Scientists have demonstrated, in some studies, that high levels of vitamin D may be associated with decreased inflammation in MS, while others have failed to measure this effect. Inflammation is a reaction to bodily injury that may be over-activated in people with MS, and which may cause damage to axons, the part of neurons that allow them to connect and form circuits. A recent study of people with relapsing-remitting multiple sclerosis (RRMS) found that high-dose oral vitamin D3 supplementation did not influence markers of inflammation. Other studies have supported the anti-inflammatory effects of vitamin D on MS, but indicate that benefits may depend on the developmental stage at which the vitamin is given.
The researchers, led by Dr. Linda Sandberg of the Department of Pharmacology and Clinical Neuroscience, Section of Neurology, Umeå University, Sweden, wanted to know whether elevated serum 25(OH)D levels decrease injury to axons in people with MS. Serum 25(OH)D levels indicate how much vitamin D is available in the body.

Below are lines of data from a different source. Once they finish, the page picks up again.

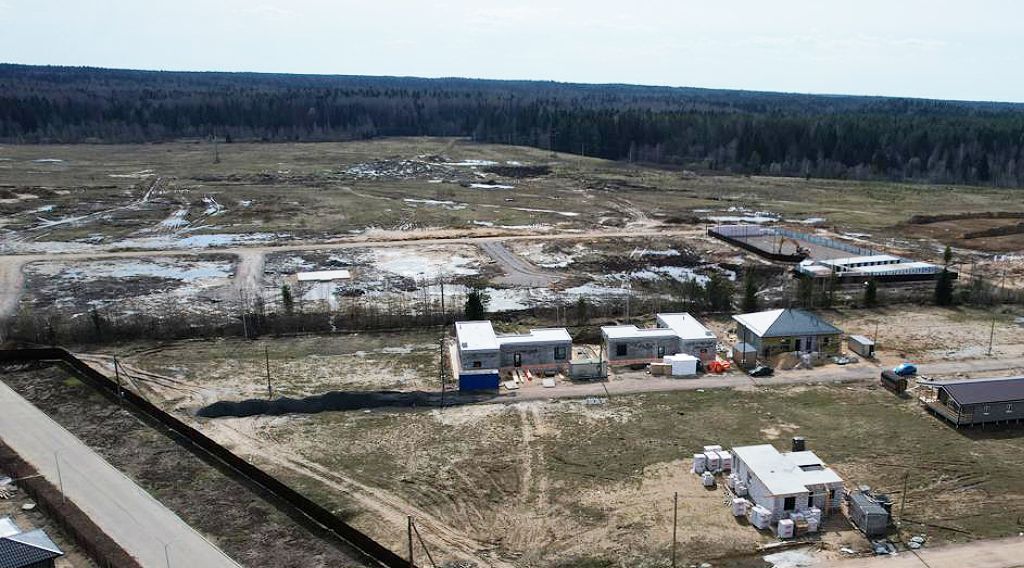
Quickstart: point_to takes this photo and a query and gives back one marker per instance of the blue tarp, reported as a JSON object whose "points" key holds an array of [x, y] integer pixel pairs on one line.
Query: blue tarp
{"points": [[905, 369]]}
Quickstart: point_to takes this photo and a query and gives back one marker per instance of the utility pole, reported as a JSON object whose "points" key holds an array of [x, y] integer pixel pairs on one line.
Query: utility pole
{"points": [[411, 564], [675, 523], [902, 504], [56, 460], [266, 356], [991, 337]]}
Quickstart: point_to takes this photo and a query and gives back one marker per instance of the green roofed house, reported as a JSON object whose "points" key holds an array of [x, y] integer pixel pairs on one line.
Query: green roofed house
{"points": [[774, 332]]}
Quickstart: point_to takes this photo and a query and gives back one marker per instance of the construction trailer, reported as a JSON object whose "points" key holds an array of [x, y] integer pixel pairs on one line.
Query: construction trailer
{"points": [[973, 401], [674, 334], [861, 346], [869, 513], [786, 331], [786, 483], [481, 354]]}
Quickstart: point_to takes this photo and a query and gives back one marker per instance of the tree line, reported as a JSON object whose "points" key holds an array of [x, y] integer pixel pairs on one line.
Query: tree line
{"points": [[707, 129]]}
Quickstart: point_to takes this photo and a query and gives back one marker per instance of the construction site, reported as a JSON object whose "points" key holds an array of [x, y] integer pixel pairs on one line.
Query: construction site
{"points": [[631, 317]]}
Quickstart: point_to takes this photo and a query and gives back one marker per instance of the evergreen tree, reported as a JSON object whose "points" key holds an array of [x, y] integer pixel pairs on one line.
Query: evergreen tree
{"points": [[870, 293], [944, 289], [476, 304], [287, 301], [751, 303]]}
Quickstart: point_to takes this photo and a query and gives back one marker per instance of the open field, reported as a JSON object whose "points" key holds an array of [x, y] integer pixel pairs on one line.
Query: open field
{"points": [[564, 482]]}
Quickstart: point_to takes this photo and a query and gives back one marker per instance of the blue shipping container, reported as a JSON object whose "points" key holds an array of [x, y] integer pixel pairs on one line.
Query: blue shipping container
{"points": [[478, 382]]}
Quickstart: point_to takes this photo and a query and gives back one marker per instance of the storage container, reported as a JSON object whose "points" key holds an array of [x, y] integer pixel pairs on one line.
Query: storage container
{"points": [[699, 464]]}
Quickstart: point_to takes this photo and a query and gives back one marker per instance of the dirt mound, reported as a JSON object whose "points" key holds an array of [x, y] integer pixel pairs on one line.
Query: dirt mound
{"points": [[518, 171], [928, 219]]}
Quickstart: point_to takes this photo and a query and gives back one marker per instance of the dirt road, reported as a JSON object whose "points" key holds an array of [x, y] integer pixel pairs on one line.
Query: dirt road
{"points": [[1006, 553], [517, 270], [140, 524]]}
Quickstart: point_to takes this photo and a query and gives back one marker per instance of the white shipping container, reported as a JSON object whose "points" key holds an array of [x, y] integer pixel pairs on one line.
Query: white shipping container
{"points": [[699, 464], [785, 528], [714, 462], [739, 507], [760, 517], [725, 461]]}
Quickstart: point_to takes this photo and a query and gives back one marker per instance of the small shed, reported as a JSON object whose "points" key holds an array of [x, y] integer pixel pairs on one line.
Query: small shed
{"points": [[744, 354], [861, 346]]}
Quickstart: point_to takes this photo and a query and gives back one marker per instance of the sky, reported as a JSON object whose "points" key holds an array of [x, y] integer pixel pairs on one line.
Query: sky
{"points": [[920, 48]]}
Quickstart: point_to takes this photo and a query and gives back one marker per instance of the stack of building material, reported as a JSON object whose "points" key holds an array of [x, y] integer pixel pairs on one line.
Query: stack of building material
{"points": [[682, 364], [813, 519], [699, 463], [708, 479], [739, 507], [760, 517]]}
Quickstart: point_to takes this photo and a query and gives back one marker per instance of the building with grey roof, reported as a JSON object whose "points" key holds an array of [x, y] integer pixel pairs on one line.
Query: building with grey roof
{"points": [[784, 331], [971, 401]]}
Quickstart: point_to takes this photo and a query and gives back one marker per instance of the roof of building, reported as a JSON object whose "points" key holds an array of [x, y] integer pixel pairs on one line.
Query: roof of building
{"points": [[324, 275], [632, 332], [546, 335], [785, 474], [479, 336], [785, 322], [980, 391], [685, 325], [862, 260], [27, 549], [475, 336]]}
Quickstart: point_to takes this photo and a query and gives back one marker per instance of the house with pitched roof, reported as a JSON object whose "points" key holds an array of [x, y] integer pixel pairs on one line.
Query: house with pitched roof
{"points": [[784, 331]]}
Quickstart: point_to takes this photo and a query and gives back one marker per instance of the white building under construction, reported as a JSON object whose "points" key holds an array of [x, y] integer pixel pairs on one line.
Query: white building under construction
{"points": [[786, 483], [674, 334]]}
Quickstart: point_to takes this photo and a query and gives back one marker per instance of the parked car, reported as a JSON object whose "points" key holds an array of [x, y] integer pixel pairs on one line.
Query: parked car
{"points": [[761, 370]]}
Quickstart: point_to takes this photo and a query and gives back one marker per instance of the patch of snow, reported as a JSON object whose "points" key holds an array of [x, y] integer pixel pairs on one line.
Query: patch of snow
{"points": [[491, 186]]}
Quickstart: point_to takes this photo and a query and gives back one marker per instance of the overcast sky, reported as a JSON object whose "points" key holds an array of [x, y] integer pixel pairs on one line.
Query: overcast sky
{"points": [[926, 48]]}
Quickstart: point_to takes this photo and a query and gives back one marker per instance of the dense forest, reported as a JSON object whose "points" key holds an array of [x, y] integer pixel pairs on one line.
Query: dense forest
{"points": [[706, 129]]}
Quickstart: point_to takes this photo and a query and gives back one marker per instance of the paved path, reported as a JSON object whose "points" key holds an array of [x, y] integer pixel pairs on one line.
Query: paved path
{"points": [[850, 374], [517, 270], [1005, 553], [120, 508]]}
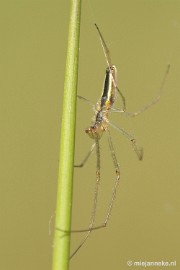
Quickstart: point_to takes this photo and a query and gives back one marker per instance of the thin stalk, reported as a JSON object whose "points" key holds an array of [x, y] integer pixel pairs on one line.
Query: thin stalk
{"points": [[61, 246]]}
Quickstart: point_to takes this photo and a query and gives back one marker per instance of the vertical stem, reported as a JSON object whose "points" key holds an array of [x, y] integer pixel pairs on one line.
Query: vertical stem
{"points": [[61, 246]]}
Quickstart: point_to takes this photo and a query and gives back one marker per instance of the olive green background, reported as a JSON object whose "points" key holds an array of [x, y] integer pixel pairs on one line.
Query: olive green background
{"points": [[143, 37]]}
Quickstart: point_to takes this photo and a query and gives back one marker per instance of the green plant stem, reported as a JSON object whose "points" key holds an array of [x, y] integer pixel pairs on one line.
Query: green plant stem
{"points": [[61, 246]]}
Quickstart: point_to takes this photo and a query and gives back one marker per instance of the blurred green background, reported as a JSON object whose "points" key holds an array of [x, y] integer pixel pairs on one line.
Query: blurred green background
{"points": [[143, 37]]}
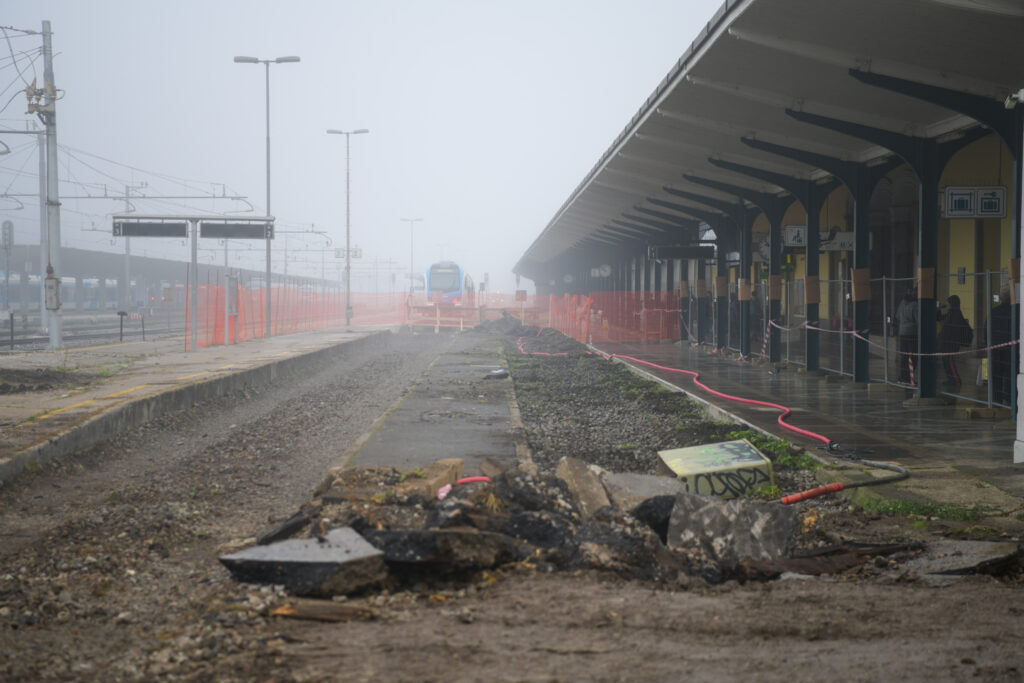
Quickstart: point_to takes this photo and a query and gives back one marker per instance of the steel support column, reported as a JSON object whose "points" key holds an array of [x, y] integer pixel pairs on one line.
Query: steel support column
{"points": [[812, 196], [1009, 125], [773, 208], [927, 159], [727, 237]]}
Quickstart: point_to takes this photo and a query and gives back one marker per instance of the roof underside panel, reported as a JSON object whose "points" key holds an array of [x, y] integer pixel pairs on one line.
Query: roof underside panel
{"points": [[759, 58]]}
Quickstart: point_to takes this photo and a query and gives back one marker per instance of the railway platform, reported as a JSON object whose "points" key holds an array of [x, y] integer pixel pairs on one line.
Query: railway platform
{"points": [[953, 457], [952, 460]]}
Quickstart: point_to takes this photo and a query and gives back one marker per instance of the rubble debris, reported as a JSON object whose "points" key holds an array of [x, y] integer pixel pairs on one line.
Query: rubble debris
{"points": [[829, 560], [358, 484], [285, 529], [655, 513], [733, 530], [458, 549], [629, 489], [323, 610], [345, 562], [584, 484]]}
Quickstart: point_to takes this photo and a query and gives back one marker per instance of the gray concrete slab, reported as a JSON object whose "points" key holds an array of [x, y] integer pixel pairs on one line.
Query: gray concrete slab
{"points": [[455, 411]]}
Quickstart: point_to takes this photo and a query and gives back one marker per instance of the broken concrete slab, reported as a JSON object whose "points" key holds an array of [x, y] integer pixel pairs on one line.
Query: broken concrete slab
{"points": [[726, 469], [963, 557], [457, 549], [340, 563], [628, 489], [584, 484], [733, 530]]}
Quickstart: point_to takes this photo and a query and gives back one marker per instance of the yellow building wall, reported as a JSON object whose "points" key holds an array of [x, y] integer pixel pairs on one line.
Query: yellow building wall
{"points": [[985, 162]]}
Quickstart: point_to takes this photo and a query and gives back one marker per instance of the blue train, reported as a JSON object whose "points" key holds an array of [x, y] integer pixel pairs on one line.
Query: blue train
{"points": [[448, 284]]}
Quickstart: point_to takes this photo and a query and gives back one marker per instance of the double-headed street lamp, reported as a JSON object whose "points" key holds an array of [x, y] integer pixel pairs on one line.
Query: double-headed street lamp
{"points": [[278, 60], [411, 268], [348, 229]]}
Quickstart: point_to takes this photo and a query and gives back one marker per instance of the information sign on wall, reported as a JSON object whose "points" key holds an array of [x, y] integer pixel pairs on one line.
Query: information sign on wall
{"points": [[834, 240], [988, 202]]}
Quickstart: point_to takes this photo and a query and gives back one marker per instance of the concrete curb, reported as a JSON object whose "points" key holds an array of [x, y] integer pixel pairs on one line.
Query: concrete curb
{"points": [[127, 415]]}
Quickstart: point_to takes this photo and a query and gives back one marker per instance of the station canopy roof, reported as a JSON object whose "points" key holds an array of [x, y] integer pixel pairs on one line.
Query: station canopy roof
{"points": [[757, 58]]}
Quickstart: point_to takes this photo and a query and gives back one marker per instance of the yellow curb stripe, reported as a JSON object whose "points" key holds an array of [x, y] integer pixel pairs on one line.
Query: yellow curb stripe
{"points": [[61, 410], [121, 393]]}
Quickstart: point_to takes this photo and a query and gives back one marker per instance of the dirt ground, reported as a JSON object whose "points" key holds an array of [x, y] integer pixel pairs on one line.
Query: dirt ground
{"points": [[109, 571]]}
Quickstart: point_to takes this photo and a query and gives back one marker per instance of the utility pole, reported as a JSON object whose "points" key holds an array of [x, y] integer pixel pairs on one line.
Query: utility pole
{"points": [[47, 113], [126, 300]]}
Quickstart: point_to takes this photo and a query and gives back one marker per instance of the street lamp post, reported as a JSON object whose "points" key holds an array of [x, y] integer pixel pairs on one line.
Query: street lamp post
{"points": [[348, 228], [411, 221], [278, 60]]}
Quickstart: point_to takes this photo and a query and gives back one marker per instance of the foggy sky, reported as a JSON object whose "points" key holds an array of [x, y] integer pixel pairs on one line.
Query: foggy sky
{"points": [[483, 118]]}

The team measured neurofilament light (NFL), a known marker for axonal injury, in the cerebrospinal fluid (CSF).
The team enrolled study subjects at the Department of Neurology in Umeå University Hospital and performed several tests, including a blood draw, magnetic resonance imaging, scoring of disability, and lumbar puncture (spinal tap) in 153 patients at the start of the study, and 12 months later in 87 study subjects. The investigators analyzed several biological markers, including serum 25(OH)D levels and CSF-NFL, by using a test called enzyme-linked immunosorbent assay (ELISA).
As serum 25(OH)D went up, levels of CSF-NFL were found to decrease. This was a statistically significant effect, indicating that increases in available vitamin D correspond to decreases in a marker for axonal damage.
In their study report, the investigators noted that “High 25(OH)D levels are associated with decreased axonal injury in MS.”
The study provides further support for the beneficial effects of vitamin D in MS, but further research is necessary to clarify the controversy surrounding the vitamin. Careful attention to the design of studies of vitamin D and MS may also help to determine when the vitamin is most beneficial to patients with the disease.